Land Rover has released the first photos of what it says is an all-new 2013 Range Rover. The fourth generation version drops its steel body for an all-aluminum monocoque design that is somewhat lighter. The upshot is vehicle weight savings of about 700 pounds on what will remain about a 5,000 pound (or more) SUV in its two V8-powered U.S. versions.
Currently the $80,000-$100,000 sport ute is rated by the EPA at 12 mpg city, 18 highway and 14 mpg combined, which is at the lower end of the class and requires a 28-gallon tank of premium fuel to provide a decent range.
The new Range Rover was designed at Land Rover’s development centers in the United Kingdom and will be produced at a new manufacturing facility at Solihull, United Kingdom, which is said to use the latest aluminum construction technologies. Exterior styling appears mildly tweaked, with most of the effort apparently devoted to improving fuel economy.
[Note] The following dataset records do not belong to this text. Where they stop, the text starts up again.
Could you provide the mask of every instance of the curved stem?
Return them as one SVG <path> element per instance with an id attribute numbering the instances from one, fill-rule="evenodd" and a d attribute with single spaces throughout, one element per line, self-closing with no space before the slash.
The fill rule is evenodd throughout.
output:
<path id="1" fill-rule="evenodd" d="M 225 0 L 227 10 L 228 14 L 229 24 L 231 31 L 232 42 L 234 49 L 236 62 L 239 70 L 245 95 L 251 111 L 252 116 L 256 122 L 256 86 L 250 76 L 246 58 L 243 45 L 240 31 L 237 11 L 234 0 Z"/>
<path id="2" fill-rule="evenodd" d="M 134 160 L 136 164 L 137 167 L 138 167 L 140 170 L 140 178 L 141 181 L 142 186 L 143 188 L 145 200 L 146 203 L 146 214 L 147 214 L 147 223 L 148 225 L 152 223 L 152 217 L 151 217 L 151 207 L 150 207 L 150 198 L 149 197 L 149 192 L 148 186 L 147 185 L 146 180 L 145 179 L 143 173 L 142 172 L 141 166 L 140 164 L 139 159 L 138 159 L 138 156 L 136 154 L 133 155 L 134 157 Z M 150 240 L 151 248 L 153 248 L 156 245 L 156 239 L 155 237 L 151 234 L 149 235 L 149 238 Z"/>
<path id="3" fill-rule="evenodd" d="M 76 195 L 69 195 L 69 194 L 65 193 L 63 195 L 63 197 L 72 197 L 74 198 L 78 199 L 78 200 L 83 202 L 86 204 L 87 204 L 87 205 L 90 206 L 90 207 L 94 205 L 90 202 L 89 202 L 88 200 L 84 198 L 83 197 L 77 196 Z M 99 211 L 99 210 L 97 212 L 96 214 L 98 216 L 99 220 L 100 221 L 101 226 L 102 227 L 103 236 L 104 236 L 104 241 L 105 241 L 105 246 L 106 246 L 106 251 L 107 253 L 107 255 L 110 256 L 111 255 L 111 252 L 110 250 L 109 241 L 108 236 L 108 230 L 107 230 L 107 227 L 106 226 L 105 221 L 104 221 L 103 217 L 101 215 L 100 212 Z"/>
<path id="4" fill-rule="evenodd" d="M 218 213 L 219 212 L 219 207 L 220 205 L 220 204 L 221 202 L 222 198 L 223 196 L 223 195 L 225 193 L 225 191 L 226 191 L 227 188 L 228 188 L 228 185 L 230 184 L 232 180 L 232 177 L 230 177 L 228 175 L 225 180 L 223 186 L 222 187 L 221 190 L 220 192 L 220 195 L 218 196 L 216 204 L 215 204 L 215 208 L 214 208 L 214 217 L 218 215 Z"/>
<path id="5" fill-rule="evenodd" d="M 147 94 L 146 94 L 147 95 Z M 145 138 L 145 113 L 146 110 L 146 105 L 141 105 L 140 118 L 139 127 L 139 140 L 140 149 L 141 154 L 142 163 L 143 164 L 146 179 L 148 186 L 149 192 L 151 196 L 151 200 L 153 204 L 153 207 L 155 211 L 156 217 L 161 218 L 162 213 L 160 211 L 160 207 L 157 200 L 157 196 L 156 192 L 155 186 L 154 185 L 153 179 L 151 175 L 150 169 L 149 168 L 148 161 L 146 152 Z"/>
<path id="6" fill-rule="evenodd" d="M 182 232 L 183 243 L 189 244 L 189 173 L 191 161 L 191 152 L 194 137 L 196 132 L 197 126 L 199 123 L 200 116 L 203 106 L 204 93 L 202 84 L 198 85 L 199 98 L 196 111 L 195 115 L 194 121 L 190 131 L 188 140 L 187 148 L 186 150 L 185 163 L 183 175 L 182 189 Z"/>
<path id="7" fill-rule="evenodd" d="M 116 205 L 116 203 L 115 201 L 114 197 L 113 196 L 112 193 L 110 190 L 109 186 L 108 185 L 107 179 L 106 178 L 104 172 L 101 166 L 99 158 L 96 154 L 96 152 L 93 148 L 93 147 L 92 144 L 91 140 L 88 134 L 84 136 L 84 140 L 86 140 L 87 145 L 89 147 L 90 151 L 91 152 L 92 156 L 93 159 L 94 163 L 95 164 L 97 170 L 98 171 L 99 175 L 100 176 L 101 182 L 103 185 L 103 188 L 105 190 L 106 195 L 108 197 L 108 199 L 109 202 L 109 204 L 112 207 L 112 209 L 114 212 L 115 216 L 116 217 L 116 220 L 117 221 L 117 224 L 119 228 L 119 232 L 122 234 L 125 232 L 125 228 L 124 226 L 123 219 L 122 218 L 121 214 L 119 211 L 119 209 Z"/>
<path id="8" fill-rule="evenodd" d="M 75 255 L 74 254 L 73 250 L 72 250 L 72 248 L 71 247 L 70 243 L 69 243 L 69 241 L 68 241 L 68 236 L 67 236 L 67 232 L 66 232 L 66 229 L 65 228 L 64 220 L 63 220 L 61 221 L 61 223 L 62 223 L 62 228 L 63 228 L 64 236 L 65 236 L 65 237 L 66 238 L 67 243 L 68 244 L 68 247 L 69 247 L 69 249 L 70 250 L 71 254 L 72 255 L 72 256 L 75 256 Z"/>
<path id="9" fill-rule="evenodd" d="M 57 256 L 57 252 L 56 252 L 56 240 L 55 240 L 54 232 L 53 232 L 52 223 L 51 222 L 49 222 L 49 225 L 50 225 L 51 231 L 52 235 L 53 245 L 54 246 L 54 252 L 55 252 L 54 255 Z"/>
Along with the aluminum body, new aluminum front and rear chassis sub-frames have been developed and paired with a re-tuned air suspension. The plush ride has been retained it’s claimed, while the vehicle’s handling and agility have been increased.
The new Range Rover will be available in over 160 markets worldwide, with North American customer deliveries scheduled to start in December 2012. Year-to-date Land Rover has sold 24,000 SUVs in the U.S. most of them smaller more efficient models.